In this example, the beneficiary may not realise that the deceased had neglected to declare their considerable savings to the DWP. In fact, the deceased had been incorrectly in receipt of low income benefits for a number of years, accruing overpayments in the thousands of pounds.

Not knowing this, the beneficiary could spend their inheritance on the purchase of a family home.

If the DWP later discover the existence of the estate and the debt, it would cost considerable time and resources to claw back the debt. The beneficiary could even be forced to sell their property if they had insufficient funds available to repay.

Of course, if the DWP remains unaware of the estate, there will be a loss to the public purse.

Either way, the risk to beneficiaries of distressing debt recovery and legal action is best avoided by using the formal mechanism and employing a professional to obtain probate.

Ever-increasing sums

Both Solicitors for the Elderly (SFE) and STEP have reported that, since Covid-19, sums being released without probate have skyrocketed. While the previous maximum was £50,000, institutions are now issuing as much as £125,000.

Ownership of real estate property triggers the requirement for probate. However, sometimes the deceased did not own property but had financial accounts with multiple institutions. This can result in hefty sums being handed to individuals who have no formal authority to manage the estate.

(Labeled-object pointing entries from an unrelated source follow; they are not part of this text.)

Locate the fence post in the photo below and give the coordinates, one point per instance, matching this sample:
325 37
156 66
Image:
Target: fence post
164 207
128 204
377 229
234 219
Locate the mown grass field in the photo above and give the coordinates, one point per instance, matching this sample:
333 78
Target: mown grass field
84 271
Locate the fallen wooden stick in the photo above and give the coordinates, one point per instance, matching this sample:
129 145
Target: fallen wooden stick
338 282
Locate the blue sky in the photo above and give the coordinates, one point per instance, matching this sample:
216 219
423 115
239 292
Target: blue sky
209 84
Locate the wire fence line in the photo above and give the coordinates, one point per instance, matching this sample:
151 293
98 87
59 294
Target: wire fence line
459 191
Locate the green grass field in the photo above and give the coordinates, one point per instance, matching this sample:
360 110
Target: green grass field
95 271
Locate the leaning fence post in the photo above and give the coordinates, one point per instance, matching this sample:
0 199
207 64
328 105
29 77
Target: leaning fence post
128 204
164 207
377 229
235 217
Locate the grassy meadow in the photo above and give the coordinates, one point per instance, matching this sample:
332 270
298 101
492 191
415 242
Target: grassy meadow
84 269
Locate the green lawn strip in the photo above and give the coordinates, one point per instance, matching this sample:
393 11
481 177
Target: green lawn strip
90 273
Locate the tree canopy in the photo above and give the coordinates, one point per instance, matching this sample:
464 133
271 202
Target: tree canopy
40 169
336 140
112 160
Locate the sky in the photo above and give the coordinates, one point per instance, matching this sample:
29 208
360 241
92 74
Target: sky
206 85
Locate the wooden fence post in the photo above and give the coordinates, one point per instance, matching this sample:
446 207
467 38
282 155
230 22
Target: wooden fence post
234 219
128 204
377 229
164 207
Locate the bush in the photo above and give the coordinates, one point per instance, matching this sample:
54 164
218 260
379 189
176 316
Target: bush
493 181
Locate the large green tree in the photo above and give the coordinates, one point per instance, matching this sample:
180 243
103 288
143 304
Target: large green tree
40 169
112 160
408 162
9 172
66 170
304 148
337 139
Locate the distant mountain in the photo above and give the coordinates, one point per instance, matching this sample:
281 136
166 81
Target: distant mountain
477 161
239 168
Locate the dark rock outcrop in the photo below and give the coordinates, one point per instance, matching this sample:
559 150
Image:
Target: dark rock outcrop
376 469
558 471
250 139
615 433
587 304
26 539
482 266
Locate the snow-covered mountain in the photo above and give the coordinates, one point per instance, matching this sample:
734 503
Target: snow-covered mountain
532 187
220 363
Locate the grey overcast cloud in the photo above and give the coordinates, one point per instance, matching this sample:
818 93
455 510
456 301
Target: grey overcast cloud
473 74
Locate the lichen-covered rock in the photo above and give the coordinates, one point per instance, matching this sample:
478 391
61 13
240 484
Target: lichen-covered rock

SFE in particular have raised concerns about this matter. The worrying implications extend even beyond the financial impact on the DWP, given that the practice reduces transparency and legal oversight in a way that may facilitate fraud and could be considered prejudicial to law enforcement.

Bearing in mind the substantial sums involved, there is also a risk that individuals could abuse this process to avoid paying inheritance tax. The practice may therefore be problematic for HM Revenue and Customs.

Our view

At Anglia Research we believe that matters relating to death and associated finances should be managed with the utmost transparency, accountability and due process, and that the probate court system should be utilised by professionals or personal applicants for all but minor values.

We also consider that the public purse can sorely afford for estates to be hidden from view when there is a possibility of recovering DWP overpayments.

For these reasons, we feel that financial bodies and other institutions should adhere to a lower, specific, standard limit, above which they will not freely issue funds. In the absence of any other clearly defined figure, we recommend that this should be set at the £5,000 threshold for Small Estates as stated in the Act.

We would also welcome government guidance, or indeed legislation, to improve consistency in this area. This could help prevent the complications that can arise when estates are administered without the authority of a Grant of Probate.


The DWP’s attention has been drawn to the likelihood that Estates are concealed from them due to this loophole in the probate system. Unfortunately, they declined to comment on the matter.

The DWP was also asked to confirm that the strict application of a £5,000 small estate threshold for probate purposes would be of benefit to the public purse. Again, they declined to comment.